Learning from Leicester City

I think there are lessons to be drawn from the Leicester City Foxes who recently won the 2015-16 English Premier League. The Foxes were 5,000 to 1 to win on the season’s opening day.

I can’t help but take a little jab at my Edmonton Oilers – a team I have followed since they joined the NHL in 1979 (I was 12 at the time).  In many country professional sports leagues (like the EPL) whole teams can be demoted if they don’t play good enough to remain in the top league.  I suspect if the NHL had that approach (i.e. the Oilers as a team would get demoted to a lower league) you would have far better hockey because teams would be extra vigilant to make sure they put a quality product on the ice.  These days teams like Toronto and Edmonton can languish in obscurity and still turn a nice profit for their owners (in fairness I have no idea if Edmonton has been profitable).

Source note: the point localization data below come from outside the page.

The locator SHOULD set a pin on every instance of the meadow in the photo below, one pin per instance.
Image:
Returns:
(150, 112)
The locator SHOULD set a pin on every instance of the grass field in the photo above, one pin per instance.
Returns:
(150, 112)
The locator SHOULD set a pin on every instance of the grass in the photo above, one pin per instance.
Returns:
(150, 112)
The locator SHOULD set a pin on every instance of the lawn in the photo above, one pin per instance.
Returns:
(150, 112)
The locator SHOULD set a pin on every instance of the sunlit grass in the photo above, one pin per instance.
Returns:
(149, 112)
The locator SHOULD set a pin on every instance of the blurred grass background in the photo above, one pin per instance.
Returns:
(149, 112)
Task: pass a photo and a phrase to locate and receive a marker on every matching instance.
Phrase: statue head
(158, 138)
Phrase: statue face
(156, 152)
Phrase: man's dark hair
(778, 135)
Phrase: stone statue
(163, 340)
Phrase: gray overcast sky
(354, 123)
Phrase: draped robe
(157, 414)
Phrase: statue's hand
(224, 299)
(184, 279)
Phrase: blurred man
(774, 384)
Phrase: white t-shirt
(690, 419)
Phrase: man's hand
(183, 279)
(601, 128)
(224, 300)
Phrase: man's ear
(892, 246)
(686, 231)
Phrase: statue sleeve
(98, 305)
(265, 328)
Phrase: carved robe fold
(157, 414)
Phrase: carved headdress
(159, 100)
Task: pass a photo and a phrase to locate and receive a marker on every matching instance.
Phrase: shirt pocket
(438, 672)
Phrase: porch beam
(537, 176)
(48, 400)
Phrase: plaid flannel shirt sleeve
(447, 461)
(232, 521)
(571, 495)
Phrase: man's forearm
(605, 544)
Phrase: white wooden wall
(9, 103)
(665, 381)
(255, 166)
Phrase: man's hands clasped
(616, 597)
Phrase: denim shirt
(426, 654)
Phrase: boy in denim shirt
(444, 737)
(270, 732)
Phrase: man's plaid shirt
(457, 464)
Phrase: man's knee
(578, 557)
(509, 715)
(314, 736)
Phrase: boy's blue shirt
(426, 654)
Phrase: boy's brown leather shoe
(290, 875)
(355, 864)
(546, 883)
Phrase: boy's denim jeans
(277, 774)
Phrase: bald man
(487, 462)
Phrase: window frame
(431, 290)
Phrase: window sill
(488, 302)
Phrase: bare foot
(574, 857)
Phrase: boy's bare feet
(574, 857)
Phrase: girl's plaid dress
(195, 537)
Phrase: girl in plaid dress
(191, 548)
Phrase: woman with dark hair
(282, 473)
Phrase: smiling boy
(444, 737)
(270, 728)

One of New Brunswick’s biggest challenges relates to how a small jurisdiction positions itself in a world that is more open and global than ever before.  Capital, talent and ideas are more mobile than at any time in our history (at least until the Trump Express hits the Whitehouse) and New Brunswick risks being left behind.

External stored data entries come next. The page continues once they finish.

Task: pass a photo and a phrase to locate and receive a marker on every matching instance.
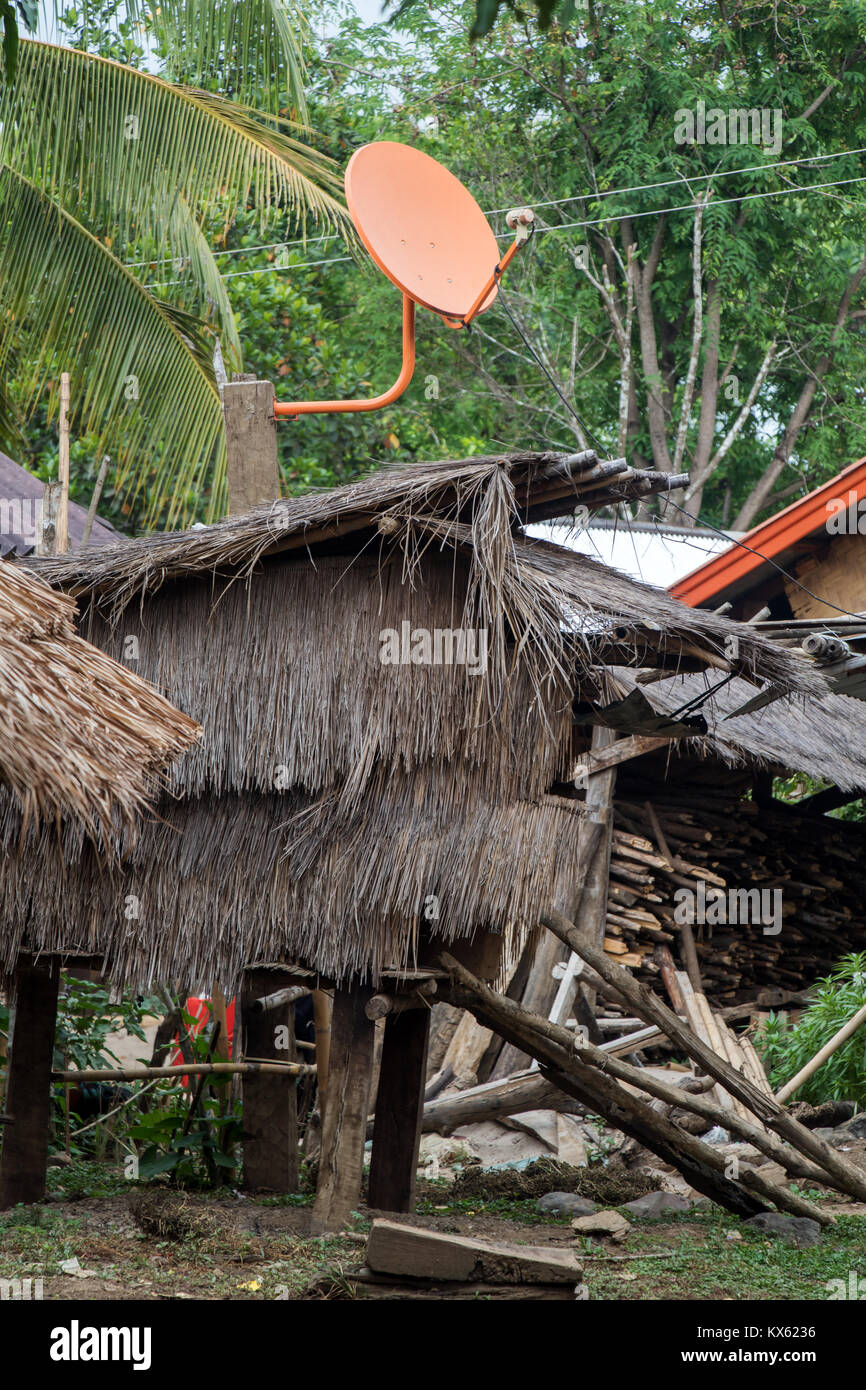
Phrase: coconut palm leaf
(114, 143)
(141, 370)
(182, 267)
(252, 49)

Leicester City shows that an innovative approach, a little luck as well as a version of the Tortoise and the Hare story can help elevate underdogs.

I am a little concerned that New Brunswick is too under the radar from a national economy perspective.  If Ontario had our province’s economic performance over the past eight years it would be an international issue.  When Alberta’s economic growth fell to zero (and slightly below), the nation’s media was awash in stories.   When NB has zero growth for seven straight years (on average) no one notices or they shrug their shoulders and say “that’s just New Brunswick”.

Why this matters is that we need the federal government to be concerned about NB’s economic trajectory and help where it can – in areas such as immigration, our share of national innovation funding, helping promote NB around the world using its global network of trade and investment officers, etc.

We need to attract national and international investment – like we have in the past – if we are too under the radar that becomes more difficult.

We need to attract a lot of talent in the coming years.  That too requires a focused effort.

The Economist magazine, after several articles extolling the virtues of Leicester City and drawing much broader lessons for the economy – has piece concluding that “underdogs are overrated”.

That too is an illustration of the challenges we face moving forward.